Yanukoviç, ülkeyi terk etti ve Rusya’ya sığındı. Parlamento, Yanukoviç’in 100 kişinin öldürülmesi ve 2 bin kişinin yaralanmasından sorumlu olarak, insanlığa karşı suç işlediği gerekçesiyle Uluslararası Ceza Mahkemesi’ne teslim edilmesi gerektiğine hükmetti. Rus Jetleri ise sınırda devriye uçuşuna başladı ve Ukrayna da, Rusya’ya nota verdi. Böylesine gergin ortam devam ediyor.
Turuncu Devrim
2004’deki Cumhurbaşkanlığı seçimlerinde kampanyası boyunca turuncu rengi kullanan Yuşçenko ile Yanukoviç arasındaki kıyasıya seçimi çok az farkla Yanukoviç kazanmış, ancak Yuşçenko’nun iki bölgede seçime hile karıştırıldığı iddiası üzerine Kiev’de gösteriler başlamıştı. Gösterilerin büyümesi üzerine bir ay sonra seçimler tekrar edilmiş ve tekrarlanan seçimleri bu kez Yuşçenko kazanmıştır. Yuşçenko’nun beş yıllık cumhurbaşkanlığı döneminden sonraysa 2010 seçimlerinde iktidara Yanukoviç gelmiştir.

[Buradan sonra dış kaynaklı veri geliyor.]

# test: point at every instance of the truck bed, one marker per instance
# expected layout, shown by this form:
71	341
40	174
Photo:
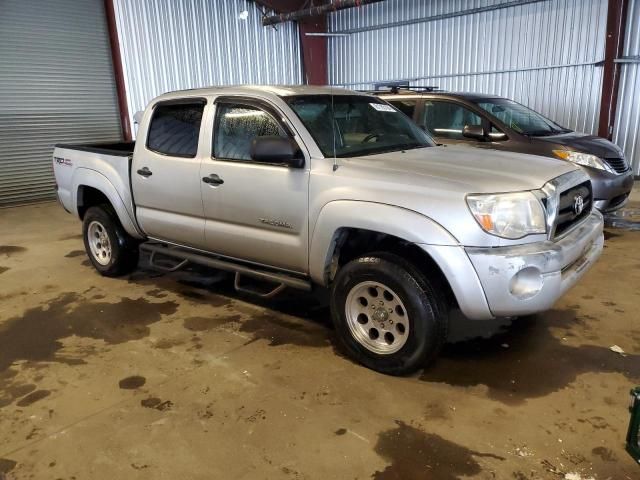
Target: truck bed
116	149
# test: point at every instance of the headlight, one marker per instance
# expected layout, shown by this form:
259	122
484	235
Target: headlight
584	159
508	215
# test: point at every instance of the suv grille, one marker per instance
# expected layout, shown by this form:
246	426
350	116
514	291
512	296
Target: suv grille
618	164
567	216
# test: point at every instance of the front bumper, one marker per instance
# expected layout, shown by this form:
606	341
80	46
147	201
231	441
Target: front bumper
525	279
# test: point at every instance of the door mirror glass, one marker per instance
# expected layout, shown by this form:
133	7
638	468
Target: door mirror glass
475	132
447	120
275	149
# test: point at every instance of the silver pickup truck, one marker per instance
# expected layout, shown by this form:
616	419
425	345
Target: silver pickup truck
309	187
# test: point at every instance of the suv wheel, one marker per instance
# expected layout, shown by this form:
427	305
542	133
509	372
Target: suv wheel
387	315
111	250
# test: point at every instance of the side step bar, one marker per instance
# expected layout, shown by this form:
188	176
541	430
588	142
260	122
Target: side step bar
281	280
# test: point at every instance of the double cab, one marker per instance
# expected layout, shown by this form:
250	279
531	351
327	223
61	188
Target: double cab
317	187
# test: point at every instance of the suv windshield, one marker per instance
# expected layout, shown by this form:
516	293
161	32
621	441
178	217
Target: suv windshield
520	118
355	125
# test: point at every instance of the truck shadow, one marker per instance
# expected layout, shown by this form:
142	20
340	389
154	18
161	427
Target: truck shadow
525	358
515	359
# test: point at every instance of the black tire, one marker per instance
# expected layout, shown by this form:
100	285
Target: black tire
123	248
426	311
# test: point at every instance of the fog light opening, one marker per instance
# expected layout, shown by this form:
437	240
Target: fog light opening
527	283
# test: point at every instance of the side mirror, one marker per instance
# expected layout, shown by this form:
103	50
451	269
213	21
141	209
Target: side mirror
474	131
280	150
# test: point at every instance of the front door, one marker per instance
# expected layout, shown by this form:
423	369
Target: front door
165	175
254	211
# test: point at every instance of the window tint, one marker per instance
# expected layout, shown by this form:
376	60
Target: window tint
175	128
354	125
446	119
237	125
408	107
520	118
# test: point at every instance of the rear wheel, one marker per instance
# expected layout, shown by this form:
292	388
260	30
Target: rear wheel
387	314
111	250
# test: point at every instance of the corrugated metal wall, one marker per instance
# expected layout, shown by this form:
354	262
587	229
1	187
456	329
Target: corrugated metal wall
543	54
56	85
627	123
176	44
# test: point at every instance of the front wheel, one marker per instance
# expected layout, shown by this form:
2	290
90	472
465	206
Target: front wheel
387	314
111	250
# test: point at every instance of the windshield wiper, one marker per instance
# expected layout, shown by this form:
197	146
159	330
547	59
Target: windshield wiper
540	133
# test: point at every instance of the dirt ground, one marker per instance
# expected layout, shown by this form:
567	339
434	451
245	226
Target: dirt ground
175	376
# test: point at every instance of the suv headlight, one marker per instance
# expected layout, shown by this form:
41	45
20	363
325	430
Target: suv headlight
584	159
508	215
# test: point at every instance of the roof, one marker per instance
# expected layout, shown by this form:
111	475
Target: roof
277	90
464	95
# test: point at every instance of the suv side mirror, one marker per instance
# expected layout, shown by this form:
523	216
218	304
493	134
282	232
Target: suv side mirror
279	150
474	131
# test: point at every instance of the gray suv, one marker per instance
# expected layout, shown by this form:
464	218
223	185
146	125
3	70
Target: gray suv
488	121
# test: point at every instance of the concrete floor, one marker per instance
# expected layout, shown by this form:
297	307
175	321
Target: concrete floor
174	376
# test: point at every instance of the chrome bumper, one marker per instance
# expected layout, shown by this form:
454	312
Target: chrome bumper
525	279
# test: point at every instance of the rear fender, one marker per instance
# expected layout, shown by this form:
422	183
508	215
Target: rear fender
91	178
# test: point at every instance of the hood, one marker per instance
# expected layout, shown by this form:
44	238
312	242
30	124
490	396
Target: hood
584	143
465	169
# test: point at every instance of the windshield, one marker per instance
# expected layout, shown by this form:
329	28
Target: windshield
355	125
520	118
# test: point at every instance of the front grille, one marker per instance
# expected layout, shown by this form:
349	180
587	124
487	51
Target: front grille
620	165
567	216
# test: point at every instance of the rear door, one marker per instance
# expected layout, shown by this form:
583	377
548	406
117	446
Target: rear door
254	211
165	174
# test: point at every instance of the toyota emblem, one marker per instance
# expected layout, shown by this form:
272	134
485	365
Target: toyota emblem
578	204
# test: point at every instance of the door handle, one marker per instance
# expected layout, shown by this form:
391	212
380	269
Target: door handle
213	179
145	172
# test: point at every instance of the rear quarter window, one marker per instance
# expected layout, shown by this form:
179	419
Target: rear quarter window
175	128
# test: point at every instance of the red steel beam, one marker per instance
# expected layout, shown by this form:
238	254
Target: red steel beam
314	50
116	60
616	22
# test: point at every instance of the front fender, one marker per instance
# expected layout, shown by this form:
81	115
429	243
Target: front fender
92	178
378	217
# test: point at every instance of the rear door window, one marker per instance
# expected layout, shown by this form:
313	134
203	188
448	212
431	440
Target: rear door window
447	119
236	127
175	128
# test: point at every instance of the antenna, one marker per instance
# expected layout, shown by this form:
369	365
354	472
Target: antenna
333	129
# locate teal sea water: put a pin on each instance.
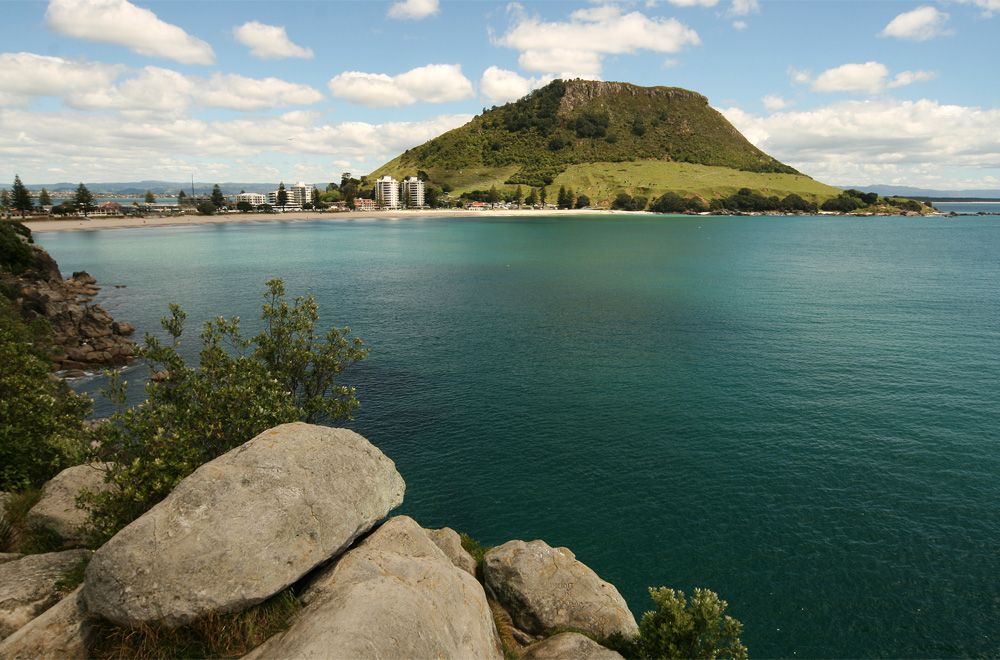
(798, 413)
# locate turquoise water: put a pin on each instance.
(798, 413)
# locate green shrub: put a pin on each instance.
(241, 388)
(678, 629)
(41, 431)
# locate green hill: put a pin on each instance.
(601, 138)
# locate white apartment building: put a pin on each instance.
(254, 199)
(413, 192)
(387, 190)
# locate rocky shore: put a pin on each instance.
(85, 336)
(304, 506)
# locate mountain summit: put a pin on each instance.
(576, 131)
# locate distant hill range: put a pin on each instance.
(973, 195)
(601, 138)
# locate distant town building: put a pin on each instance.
(413, 192)
(387, 191)
(254, 199)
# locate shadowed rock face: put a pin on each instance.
(544, 588)
(396, 595)
(244, 526)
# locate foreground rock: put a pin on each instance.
(396, 595)
(569, 646)
(63, 631)
(244, 526)
(544, 588)
(451, 545)
(57, 509)
(27, 586)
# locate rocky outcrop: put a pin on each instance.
(569, 646)
(451, 545)
(244, 526)
(396, 595)
(85, 336)
(27, 586)
(61, 632)
(57, 510)
(544, 588)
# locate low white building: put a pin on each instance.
(387, 192)
(413, 192)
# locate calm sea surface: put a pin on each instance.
(798, 413)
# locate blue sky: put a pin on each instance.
(850, 92)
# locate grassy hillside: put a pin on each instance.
(601, 138)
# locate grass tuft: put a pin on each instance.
(213, 636)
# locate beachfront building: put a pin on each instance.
(413, 192)
(387, 192)
(254, 199)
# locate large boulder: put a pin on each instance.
(27, 586)
(395, 595)
(451, 545)
(569, 646)
(62, 631)
(244, 526)
(544, 588)
(57, 509)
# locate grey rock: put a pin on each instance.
(57, 507)
(62, 631)
(395, 595)
(244, 526)
(544, 588)
(27, 586)
(451, 544)
(569, 646)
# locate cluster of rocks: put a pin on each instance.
(85, 335)
(300, 506)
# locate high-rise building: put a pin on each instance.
(387, 192)
(413, 192)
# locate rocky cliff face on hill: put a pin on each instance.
(85, 336)
(301, 506)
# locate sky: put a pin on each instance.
(850, 92)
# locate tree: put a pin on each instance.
(20, 197)
(84, 200)
(241, 388)
(218, 199)
(41, 431)
(282, 196)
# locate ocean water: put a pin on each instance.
(800, 414)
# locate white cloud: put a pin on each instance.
(121, 23)
(110, 147)
(434, 83)
(989, 7)
(27, 75)
(773, 102)
(577, 47)
(921, 24)
(867, 78)
(414, 9)
(269, 42)
(500, 86)
(836, 143)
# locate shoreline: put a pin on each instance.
(135, 222)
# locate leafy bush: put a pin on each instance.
(41, 431)
(678, 629)
(241, 388)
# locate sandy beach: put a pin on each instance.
(133, 222)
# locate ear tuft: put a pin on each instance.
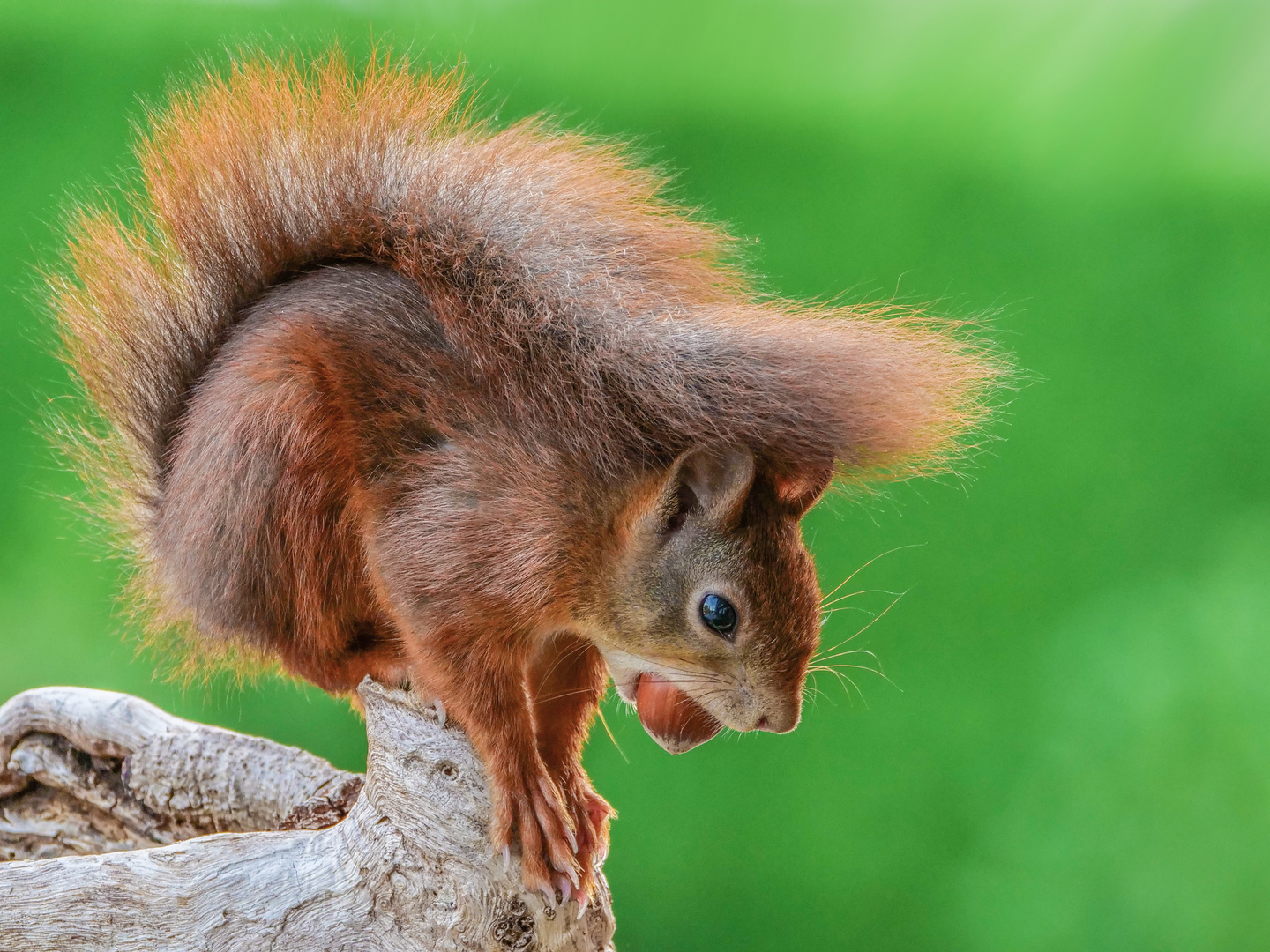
(718, 480)
(799, 490)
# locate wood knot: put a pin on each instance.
(324, 810)
(514, 928)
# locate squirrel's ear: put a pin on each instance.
(714, 480)
(800, 489)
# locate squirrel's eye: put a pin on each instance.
(719, 614)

Bu arada Turuncu Devrim’in bir başka simgesi olan ve yolsuzluk suçlamasıyla tutuklu bulunan eski başbakan Yuliya Timoşenko da, serbest bırakılmıştır. Timoşenko, ilk sözleriyse “Bir diktatörlük sona ermiştir. Vatanımız bugünden sonra artık güneşi görecektir,” olmuştur.
Rusya Etkisi
Sovyetler Birliği dağıldıktan sonra uzun süre ılımlı bir geçiş süreci yaşayan Ukrayna, bir taraftan siyasi reformlardaki yavaşlık, bir taraftansa ekonomik sorunların artmasıyla istikrarlı bir dönüşüm ve gelişim oluşturamamıştır. Ukrayna, Rusya ile Batı Dünyası arasındaki kalmışlığını bu etkiler ile daha derin bir boyuta girmesini engelleyememiştir.
Rusya, Avrupa Birliği’nin Ukrayna ile ortaklık politikalarını zayıflatmak amacıyla birçok hamleler yaparak, Ukrayna’yı kontrolü altında tutmaya çalışmıştır. Rusya bunun için de, ucuz gaz temininden düşük faizli kredilere kadar birçok imtiyaz sağlamıştır. Rusya, sokak protestolarını yaptığı açıklamalarla bir darbe girişimi olarak ifade etmiştir.
Yanukoviç Sonrası
Yanukoviç’ten kalanlarsa tüm dünyayı hayrete düşürdü. Zira 140 hektar alana yayılan rezidans binası ve tüm yerleşkesi aşırı bir lüksü barındırıyor. Bundan ziyade batısı Avrupa Birliği ve doğusu ise Rusya yanlısı olarak bilinen ülkede bölünme senaryoları da konuşulmuyor değil. Rusya’ya yakınlığıyla bilinen yerlerden biri olan Kırım Özerk Cumhuriyeti’nde de ayrılık sesleri yükseliyor.
Sonuç olarak, Ukrayna’daki bu yaşananlardan AB memnun, Rusya ise kızgın gözüküyor. Batı ve Rusya arasındaki stratejik savaşın Ukrayna Halkı’nı daha zor günlere götürmemesi ve ülkenin yeni bir demokratik yönetime kavuşmasını umarım.